Photos of Hilligenn performing a 500 lb one-arm deadlift.

==Sexual battery convictions==

Hilligenn who had worked as a masseur at his Hernando County clinic was convicted of sexually assaulting two of his female clients. He was also hired as a personal trainer for a St. Petersburg family and was accused of fondling a 21-year-old female member of the family. Between 1987 and 1989, Hilligenn served two years in prison on two accounts of sexual battery and three accounts of assault. In 1991, Hilligenn was convicted of sexual battery and sentenced to 10 years in prison.

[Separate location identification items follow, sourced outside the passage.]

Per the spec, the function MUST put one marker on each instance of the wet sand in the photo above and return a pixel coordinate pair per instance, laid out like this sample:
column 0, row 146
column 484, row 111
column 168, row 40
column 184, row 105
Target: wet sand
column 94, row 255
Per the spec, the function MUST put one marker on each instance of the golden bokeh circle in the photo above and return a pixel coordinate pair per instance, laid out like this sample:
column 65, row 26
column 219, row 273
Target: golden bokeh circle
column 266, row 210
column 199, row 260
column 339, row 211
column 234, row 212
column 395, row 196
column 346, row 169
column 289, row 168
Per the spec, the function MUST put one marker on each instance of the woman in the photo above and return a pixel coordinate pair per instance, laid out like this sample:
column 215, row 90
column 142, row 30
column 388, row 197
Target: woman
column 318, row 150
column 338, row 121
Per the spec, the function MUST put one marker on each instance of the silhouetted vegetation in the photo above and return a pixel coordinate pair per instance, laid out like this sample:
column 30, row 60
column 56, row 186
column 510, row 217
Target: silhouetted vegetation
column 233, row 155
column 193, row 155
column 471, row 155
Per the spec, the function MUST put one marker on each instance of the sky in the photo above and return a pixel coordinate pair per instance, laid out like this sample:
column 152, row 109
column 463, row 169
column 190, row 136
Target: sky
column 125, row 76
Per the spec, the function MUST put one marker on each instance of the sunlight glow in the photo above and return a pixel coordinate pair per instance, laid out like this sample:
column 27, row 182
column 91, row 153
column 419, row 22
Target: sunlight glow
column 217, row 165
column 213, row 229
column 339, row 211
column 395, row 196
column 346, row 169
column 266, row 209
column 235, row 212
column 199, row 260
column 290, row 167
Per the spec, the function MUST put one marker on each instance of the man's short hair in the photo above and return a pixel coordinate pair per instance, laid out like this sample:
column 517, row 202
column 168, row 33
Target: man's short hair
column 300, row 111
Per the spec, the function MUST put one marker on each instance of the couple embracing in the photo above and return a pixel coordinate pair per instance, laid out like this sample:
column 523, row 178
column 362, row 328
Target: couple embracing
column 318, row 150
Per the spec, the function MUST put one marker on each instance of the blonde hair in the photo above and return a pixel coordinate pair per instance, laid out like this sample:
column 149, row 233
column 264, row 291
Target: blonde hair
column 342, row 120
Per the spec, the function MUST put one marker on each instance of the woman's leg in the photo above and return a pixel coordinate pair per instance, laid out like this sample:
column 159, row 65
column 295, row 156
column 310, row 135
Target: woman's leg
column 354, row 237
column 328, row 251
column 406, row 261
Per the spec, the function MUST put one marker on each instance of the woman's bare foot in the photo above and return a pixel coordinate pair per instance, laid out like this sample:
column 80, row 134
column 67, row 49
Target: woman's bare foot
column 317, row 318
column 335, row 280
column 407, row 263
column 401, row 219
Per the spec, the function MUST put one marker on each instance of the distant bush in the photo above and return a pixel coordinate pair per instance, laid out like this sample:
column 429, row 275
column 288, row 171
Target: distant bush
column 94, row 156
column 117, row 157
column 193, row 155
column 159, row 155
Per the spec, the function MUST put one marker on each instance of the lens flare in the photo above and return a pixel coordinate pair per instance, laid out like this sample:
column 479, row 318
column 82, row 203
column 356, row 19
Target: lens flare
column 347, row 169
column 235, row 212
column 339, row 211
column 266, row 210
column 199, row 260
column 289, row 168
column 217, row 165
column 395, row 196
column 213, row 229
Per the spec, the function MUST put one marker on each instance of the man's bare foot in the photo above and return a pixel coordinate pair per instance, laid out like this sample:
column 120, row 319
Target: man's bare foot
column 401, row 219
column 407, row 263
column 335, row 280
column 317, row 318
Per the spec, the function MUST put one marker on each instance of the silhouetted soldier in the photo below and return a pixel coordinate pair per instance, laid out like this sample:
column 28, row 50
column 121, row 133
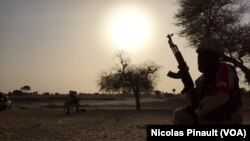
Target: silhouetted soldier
column 217, row 90
column 5, row 103
column 72, row 101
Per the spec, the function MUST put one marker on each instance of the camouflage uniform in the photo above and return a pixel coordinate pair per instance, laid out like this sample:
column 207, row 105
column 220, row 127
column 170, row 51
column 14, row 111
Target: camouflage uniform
column 216, row 92
column 219, row 100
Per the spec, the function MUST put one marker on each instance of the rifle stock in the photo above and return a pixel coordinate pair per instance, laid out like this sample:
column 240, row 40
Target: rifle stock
column 183, row 72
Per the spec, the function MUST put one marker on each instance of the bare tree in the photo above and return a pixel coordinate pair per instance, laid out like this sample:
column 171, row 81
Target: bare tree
column 128, row 77
column 26, row 88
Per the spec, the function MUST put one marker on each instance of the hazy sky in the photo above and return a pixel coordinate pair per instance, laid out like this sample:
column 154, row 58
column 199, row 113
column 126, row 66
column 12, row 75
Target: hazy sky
column 61, row 45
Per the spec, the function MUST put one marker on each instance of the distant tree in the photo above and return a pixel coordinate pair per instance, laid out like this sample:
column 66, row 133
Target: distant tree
column 57, row 94
column 73, row 92
column 26, row 88
column 157, row 93
column 46, row 94
column 221, row 19
column 127, row 77
column 17, row 93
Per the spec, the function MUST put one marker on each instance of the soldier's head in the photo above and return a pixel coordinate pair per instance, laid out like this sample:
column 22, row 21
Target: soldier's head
column 209, row 52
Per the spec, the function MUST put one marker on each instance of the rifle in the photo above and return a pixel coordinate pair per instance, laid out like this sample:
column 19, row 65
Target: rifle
column 183, row 72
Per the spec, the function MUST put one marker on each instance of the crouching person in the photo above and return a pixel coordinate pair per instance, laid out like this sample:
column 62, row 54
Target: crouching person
column 72, row 101
column 216, row 92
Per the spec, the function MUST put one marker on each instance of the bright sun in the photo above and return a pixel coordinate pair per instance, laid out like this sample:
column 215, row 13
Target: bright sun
column 129, row 29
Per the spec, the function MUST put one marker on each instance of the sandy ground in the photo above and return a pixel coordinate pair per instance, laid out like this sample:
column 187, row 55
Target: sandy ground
column 100, row 122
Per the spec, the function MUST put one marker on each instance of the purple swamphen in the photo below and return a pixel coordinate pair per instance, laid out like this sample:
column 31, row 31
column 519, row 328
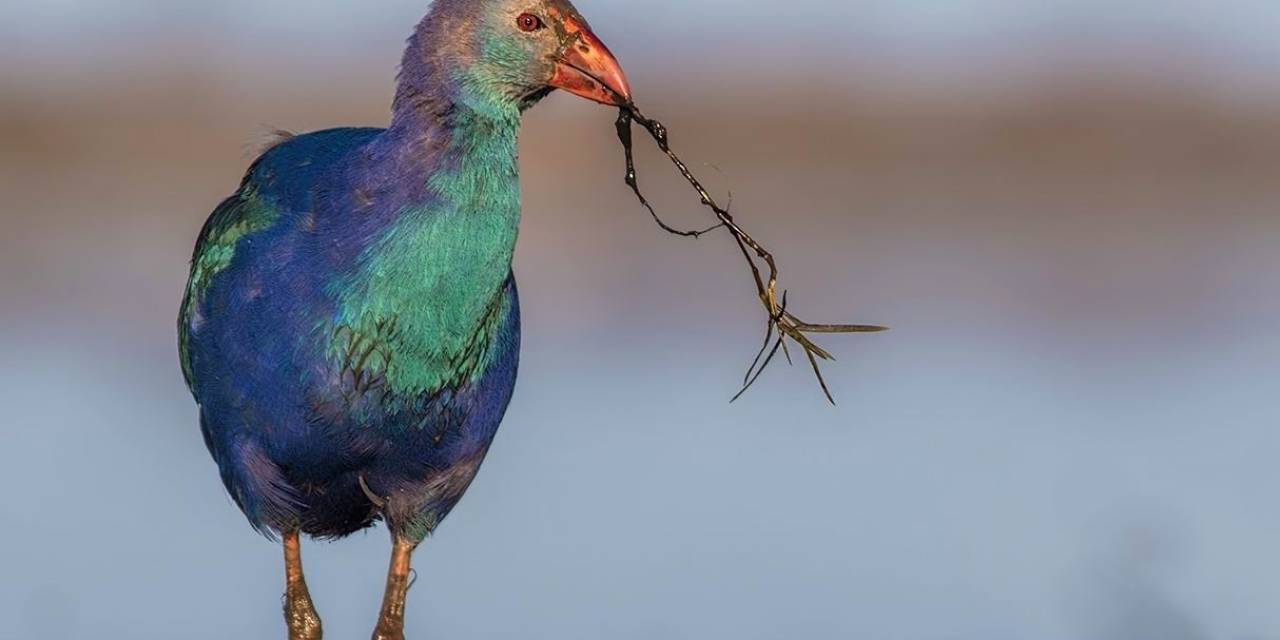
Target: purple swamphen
column 351, row 327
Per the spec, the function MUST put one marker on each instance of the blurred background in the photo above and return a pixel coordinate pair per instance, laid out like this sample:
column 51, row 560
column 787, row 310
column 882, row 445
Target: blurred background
column 1066, row 210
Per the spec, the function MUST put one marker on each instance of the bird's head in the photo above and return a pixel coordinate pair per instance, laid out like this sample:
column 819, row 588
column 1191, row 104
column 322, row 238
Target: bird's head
column 513, row 51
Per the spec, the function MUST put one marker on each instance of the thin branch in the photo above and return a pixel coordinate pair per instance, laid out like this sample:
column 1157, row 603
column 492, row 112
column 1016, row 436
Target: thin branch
column 786, row 324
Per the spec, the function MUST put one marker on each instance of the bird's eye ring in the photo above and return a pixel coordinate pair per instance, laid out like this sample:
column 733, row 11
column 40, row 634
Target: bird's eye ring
column 529, row 22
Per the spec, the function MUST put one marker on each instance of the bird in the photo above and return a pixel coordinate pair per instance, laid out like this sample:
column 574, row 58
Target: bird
column 350, row 329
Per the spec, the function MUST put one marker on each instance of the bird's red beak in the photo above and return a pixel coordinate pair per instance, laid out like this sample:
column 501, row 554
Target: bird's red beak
column 586, row 68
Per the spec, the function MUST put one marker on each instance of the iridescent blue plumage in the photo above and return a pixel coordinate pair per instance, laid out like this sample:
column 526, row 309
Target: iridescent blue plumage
column 351, row 328
column 289, row 425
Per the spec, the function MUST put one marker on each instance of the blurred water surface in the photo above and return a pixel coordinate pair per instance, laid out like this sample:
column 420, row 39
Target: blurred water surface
column 1069, row 434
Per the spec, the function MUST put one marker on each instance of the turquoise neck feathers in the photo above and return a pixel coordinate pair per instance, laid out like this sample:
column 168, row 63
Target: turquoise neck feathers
column 432, row 280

He was released in 1999.

==Personal life==

Hilligenn was a vegetarian, claiming not to have eaten meat. He stated that "I believe being a vegetarian all my life is a secret to [my] youthful countenance and longevity and perfect health."

Hilligenn married Marilyn Hilligenn in the early 1960s. He died on August 3, 2008, at the age of 85. He developed a blood clot after he fell and hit his head. After undergoing surgery to relieve pressure on his brain, he went into a coma and never came out of it.